Sannyasin adalah seoang laki- laki idaman. Ia telah mecapai kesempurnaan dan kebebasan. Ia adalah Brahman sendiri. Ia seoarang jiwanmukta atau seorang bijak yang bebas. Mulialah tokoh pujaan seperti itu yang merupakan Tuhan yang hidup di dunia.

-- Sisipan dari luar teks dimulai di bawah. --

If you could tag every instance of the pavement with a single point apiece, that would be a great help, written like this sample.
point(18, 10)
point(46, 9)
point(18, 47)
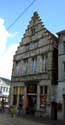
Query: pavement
point(6, 119)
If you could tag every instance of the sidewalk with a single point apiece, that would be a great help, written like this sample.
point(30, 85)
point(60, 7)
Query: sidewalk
point(44, 120)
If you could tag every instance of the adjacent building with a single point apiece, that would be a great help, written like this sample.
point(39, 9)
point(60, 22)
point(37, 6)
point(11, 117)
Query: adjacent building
point(35, 68)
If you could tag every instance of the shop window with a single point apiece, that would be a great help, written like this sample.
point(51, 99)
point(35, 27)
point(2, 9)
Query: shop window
point(34, 63)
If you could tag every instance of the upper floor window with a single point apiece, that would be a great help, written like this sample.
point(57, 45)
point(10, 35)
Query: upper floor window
point(64, 70)
point(43, 90)
point(34, 63)
point(17, 68)
point(44, 63)
point(33, 31)
point(27, 47)
point(64, 45)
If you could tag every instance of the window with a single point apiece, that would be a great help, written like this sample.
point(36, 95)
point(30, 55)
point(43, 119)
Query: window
point(41, 89)
point(64, 70)
point(64, 45)
point(34, 63)
point(45, 90)
point(33, 31)
point(25, 66)
point(17, 68)
point(6, 89)
point(27, 47)
point(44, 63)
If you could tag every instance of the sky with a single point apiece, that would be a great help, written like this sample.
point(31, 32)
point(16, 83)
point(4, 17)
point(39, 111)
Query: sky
point(52, 13)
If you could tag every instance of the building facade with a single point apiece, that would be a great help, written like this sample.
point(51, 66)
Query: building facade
point(61, 72)
point(35, 67)
point(4, 89)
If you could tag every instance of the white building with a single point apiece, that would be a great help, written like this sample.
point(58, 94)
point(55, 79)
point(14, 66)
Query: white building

C. APLIKASI PENERAPAN CATUR ASRAMA PADA JAMAN MODERN

Pada saat ini, asrama tak dapat dihidupkan secara tepat sesuai dengan aturan rincian kuno, karena kondisinya telah banyak sekali berubah, tetapi dapat dihidupkan kembali dalam semangatnya, terhadap kemajuan yang besar dari kehidupan yang modern.Kedamaian dan aturan akan berlaku dalam masyarakat , hanya apabila semua melaksanakan kewajiban masing – masing secara efektif. Penghapusan warna dan asrama akan memotong akar dari kewajiban social masyarakat. Bagaimana bangsa dapat mengharapkan untuk hidup bila warnasrama dharma tidak dilaksanakan secara tegar ? Murid – murid sekolah dan perguruan tinggi seharusnya menjalani suatu kehidupan yang murni , sederhana serta focus pada mengejar ilmu pengetahuan stinggi-tingginya. Kepala rumah tangga seharusnya menjalani kehidupan sebuah grhasta yang ideal, ia seharusnya melaksanakan pengendalian diri, welas asih, toleransi, tidak merugikan, berlaku jujur,dan kewajaran dalam segala hal. Selain itu, dengan berbekal ilmu dan keterampilan yang memadai yang didapat pada masa brahmacari, seseorang diharapkan mendapat profesi menjanjikan sesuai dengan keahliannya atau bahkan mampu menciptakan lapangan pekerjaan sendiri. Melalui media itu umat dapat mencari artha dan kama yang didasarkan atas dharma. Sementara pada saat menapaki kehidupan wanaprasta, umat sesungguhnya dituntun untuk mengasingkan diri dari hal-hal yang berbau keduniawian. Dulu, menapaki hidup wanaprasta umat pergi ke hutan untuk menyepikan diri. Tetapi dalam konteks sekarang, ”hutan belantara” itu berada di tengah-tengah kita. Agar umat mampu menghindari diri dari kobaran api hawa nafsu, yang memang memerlukan pengendalian diri.

 Pada tahapan bhiksuka atau sanyasin, umat sangat baik mendalami hal-hal yang bernuasa spiritual untuk mendekatkan diri dengan Sang Pencipta, dan diharapkan umat sudah harus mampu mengendalikan diri dari hawa nafsu dan keinginan duniawi dan dapat menjauhkan diri dari sifat dan musuh yang ada dalam diri seperti sad ripu, sapta timira, sad atatayi, tri mala serta yang sejenisnya.